Peter Waddell

My research interests center around statistical genetics and molecular evolution, with a particular interest in methods of analysis.

Molecular Evolution

The genetic basis of evolution is now accessible via whole genome sequencing. Not only is it feasible to sequence a mammalian genome, it is also possible to sequence in depth the transcripts that come from living material; either the whole organism or cell lines. To understand such data, phylogenetic or evolutionary tree based methods are a natural model. I am particularly interested in developing and understanding such methods. Earlier work included the development of the first likelihood methods to model unequal rates across sites (e.g., Steel et al. 1993, Waddell and Penny 1996).
An ongoing interest is in robust ways to assess fit of data to model and to take into account both model and sampling uncertainty (e.g. Waddell et al. 2002, Waddell 2006). Another related theme is to explore patterns of coevolution amongst genes (Waddell et al. 2007).

Mammalian Comparative Genomics

There remain unresolved issues of the phylogeny, divergence times and ancestral population genetics of the deepest parts of the placental mammal tree. My work with colleagues in Japan erected the first predominantly correct classification and phylogeny of the placental mammals. This included the first identification of the four main groups of placental mammals Laurasiatheria, Supraprimates (also called Euarchontoglires), Afrotheria and Xenathra (Waddell et al. 1999, 2001) and the relationships between them. The sequence data for mammals typically do not fit phylogenetic models well, and consequently the trees are often wrong, even when using millions of base pairs. Thus, in order to test our hypotheses of mammalian evolution, we developed a number of tests based on more conservative characters such as SINE/LINE insertions (Waddell et al. 2001).
There remains considerable uncertainty as to which characters are most reliable in inferring/testing deep relationships (e.g., Swofford et al. 1996, Waddell and Shelly 2003) and current research includes examining and comparing different types of slowly evolving data. Equally uncertain are the exact divergence times and how to best model the process of rate change and integrate fossil evidence (e.g., Waddell and Penny 1996, Kitazoe et al. 2007).

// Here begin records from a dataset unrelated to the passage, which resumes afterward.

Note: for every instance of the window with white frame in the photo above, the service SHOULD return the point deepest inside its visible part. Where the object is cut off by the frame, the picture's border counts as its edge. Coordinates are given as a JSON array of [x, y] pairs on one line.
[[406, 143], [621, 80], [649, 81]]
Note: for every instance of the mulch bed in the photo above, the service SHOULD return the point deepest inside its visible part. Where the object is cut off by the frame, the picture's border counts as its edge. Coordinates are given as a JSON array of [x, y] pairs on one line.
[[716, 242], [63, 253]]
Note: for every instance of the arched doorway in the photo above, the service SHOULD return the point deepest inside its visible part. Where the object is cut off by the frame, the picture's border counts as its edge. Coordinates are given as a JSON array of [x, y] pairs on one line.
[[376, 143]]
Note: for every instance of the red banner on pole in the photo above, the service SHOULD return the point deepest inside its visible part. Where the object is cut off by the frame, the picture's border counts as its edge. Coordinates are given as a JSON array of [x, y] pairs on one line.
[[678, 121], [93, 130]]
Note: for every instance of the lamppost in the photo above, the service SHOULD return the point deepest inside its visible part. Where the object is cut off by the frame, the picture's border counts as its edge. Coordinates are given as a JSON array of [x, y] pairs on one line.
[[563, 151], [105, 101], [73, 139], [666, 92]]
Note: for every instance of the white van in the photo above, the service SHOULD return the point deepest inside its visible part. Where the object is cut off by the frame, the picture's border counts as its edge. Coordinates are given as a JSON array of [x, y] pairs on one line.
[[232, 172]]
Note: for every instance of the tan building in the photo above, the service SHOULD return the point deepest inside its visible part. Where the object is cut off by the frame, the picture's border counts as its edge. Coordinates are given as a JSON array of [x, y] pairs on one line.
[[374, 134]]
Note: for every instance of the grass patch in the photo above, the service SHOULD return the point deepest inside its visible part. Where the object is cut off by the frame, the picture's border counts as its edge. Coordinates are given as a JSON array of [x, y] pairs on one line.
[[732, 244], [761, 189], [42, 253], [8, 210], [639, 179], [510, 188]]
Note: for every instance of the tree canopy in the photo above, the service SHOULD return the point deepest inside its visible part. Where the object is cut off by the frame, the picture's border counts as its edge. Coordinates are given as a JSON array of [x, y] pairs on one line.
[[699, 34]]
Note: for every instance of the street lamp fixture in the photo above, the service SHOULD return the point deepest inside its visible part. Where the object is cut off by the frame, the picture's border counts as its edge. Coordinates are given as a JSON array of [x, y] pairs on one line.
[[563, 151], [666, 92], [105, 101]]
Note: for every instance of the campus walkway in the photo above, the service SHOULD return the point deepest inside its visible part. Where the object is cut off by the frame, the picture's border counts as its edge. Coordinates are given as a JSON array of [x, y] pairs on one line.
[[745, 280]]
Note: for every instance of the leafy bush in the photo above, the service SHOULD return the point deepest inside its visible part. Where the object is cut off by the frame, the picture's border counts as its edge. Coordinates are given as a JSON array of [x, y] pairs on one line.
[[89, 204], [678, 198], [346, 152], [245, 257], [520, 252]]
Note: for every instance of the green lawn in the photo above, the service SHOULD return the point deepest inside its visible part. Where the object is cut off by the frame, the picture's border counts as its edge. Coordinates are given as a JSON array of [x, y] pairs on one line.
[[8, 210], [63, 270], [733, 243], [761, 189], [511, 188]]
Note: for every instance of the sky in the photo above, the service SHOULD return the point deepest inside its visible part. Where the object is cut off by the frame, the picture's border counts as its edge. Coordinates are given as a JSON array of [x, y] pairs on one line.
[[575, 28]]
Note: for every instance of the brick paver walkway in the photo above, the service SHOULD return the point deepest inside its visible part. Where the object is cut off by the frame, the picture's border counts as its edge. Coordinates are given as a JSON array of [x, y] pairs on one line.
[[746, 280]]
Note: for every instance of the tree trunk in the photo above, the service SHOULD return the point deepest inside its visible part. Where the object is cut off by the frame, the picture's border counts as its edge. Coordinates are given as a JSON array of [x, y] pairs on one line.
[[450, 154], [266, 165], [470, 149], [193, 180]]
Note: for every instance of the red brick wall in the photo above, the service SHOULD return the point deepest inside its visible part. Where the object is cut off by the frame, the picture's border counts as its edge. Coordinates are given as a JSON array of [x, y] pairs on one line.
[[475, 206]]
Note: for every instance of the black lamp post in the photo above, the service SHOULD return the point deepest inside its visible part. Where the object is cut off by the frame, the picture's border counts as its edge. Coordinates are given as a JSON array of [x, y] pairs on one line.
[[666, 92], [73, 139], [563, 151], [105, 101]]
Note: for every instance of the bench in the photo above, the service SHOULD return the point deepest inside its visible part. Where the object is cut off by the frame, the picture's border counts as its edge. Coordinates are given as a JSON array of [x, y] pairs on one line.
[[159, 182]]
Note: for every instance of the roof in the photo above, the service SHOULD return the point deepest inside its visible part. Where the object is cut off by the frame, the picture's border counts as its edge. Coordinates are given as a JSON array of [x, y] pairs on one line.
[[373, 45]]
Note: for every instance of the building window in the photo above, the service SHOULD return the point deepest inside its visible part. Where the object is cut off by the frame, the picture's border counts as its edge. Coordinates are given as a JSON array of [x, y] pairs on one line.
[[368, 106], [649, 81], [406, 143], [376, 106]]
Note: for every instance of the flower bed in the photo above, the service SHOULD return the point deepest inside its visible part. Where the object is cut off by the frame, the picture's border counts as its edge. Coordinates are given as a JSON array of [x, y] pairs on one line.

Bioinformatics/ Computational Biology

Bioinformatics means different things to different people, but phylogenetics is one core area. It sometimes involves elements of computer science such as the number of operations required to compute a problem. An example of this is least squares fitting of distances to trees, and interesting area with close parallels to regression analysis. One result with David Bryant was to describe algorithms that are time optimal (Bryant and Waddell 1998).
A separate aspect of bioinformatics I have researched is gene expression analysis, including work for private industry. Joint research with Hirohisa Kishino developed a number of important methods for the analysis of microarray data. One of these is correspondence analysis, which was first used for expression data by Kishino and Waddell (2000). This paper also showed how partial correlations, the basis of graphical modeling, could be robustly estimated when the number of observations was less than the number of variables.
Another important technique in expression analysis is graphical modeling, which was first used on this type of data by Waddell and Kishino (2000). A surprising and cautionary result of these analyses was that while graphical modeling uses fit statistics, biological data sets that clearly could not fit the model, were not rejected by this likelihood ratio statistic. Another part of the paper looks at the meta-analysis of gene expression clustering and importance of considering a wide variety of distance and clustering methods (in contrast to the popular approach at the time of basing everything on a single UPGMA analysis). Another example of our developing novel methods was the application of correspondence analysis to gene expression data (Kishino and Waddell 2000).

Statistical Genetics

Statistics is essential to understanding biological data, including DNA sequences and gene expression. I am interested in developing tests that more reliably show expected errors for inferences from data. One of the major problems in analyzing genomic data is that our models are too simple and often do not fit the data very well. If doing a Bayesian analysis, for example, this results in credibility intervals that are typically far too narrow (Waddell et al., 2001). It is in situations like this that resampling techniques such as the bootstrap have utility (Waddell et al. 2002). However, these too, as typically applied to phylogenetic data, for example, result in credibility intervals that rapidly go towards zero, as more data is added. They are recording one type of stochastic error but are ignoring potentially huge systematic errors. The field needs techniques that monitor both types of error and give us at least a semi-realistic estimate of the scale of the problems. Mammalian phylogenetics is littered with estimates of a phylogeny which not only contain errors, but also contain extremely inaccurate and misleading estimates of their own accuracy.